C’est pas moi je le jure demeure le long métrage de fiction le plus accessible de Philippe Falardeau. Lors de son passage à l’émission Bazzo.tv, on lui a demandé de décrire son film en un seul mot. «Émotif», a-t-il lancé après un temps de réflexion. Effectivement, le sort du petit Léon touche le public. L’enfant émeut par sa simplicité et sa connaissance prématurée de la vie. Bruno Hébert songe à écrire un autre roman sur Léon, histoire d’en faire une trilogie, et Falardeau confie qu’il serait vivement intéressé à l’adapter.

[ENCADRÉ]

Synopsis

Au début de l’été 68, Léon Doré (Antoine L’Écuyer), 10 ans, passe à un cheveu de se pendre accidentellement. Sa mère le sauve in extremis, comme l’été précédent dans la piscine, comme il y a deux ans dans le congélateur. Léon est une bombe à retardement à l’imagination fertile. Bien sûr, il y a Papa (Daniel Brière) et Maman (Suzanne Clément) qui s’engueulent tout le temps.

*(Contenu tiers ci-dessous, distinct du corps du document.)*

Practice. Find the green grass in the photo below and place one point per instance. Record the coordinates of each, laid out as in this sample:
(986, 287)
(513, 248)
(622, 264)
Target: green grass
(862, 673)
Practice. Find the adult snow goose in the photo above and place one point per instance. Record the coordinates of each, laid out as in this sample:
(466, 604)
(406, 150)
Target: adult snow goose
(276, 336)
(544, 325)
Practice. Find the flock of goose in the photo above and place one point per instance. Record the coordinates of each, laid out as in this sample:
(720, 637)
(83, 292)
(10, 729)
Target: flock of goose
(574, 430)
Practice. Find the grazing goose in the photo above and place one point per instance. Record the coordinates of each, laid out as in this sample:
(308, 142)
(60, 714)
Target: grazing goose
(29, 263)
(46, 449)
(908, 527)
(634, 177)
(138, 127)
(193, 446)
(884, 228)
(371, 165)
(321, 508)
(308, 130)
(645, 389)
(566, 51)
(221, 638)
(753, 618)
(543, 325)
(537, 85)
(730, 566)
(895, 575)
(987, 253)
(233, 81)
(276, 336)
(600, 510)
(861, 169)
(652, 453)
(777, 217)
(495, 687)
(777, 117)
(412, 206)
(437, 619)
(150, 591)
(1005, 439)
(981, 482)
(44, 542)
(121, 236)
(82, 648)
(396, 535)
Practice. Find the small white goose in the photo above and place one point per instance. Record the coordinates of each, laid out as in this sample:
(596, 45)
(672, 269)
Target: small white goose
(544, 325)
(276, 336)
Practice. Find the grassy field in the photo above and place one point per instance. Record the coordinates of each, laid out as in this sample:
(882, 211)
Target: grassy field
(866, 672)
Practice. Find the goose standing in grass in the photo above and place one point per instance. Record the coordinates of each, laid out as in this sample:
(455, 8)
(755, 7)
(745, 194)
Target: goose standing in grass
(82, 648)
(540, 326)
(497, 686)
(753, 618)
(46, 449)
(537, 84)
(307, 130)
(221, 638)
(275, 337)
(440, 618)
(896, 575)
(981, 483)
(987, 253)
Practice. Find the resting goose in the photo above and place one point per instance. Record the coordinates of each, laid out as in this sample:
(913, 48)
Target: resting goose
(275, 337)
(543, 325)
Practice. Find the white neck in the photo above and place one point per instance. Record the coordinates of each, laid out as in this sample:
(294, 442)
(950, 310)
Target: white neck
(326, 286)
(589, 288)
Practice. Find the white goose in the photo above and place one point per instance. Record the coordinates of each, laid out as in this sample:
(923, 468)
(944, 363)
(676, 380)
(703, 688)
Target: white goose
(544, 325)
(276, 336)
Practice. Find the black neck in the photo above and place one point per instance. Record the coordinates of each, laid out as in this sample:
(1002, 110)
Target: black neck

Il y a aussi les maudits voisins et leurs vacances à la mer. Et évidemment, il y a Léa (Catherine Faucher), la voisine fatigante qui a toujours raison. Quand Maman décide de quitter la famille pour aller refaire sa vie en Grèce, Léon va tout faire pour oublier sa douleur. Piller la maison du voisin, devenir menteur professionnel, trouver de l’argent pour acheter un billet d’avion pour la

Grèce. Et même, pourquoi pas, tomber amoureux de Léa. Ensemble, ils réussiront, le temps d’un été, à surmonter la douleur de vieillir quand on se sent abandonné.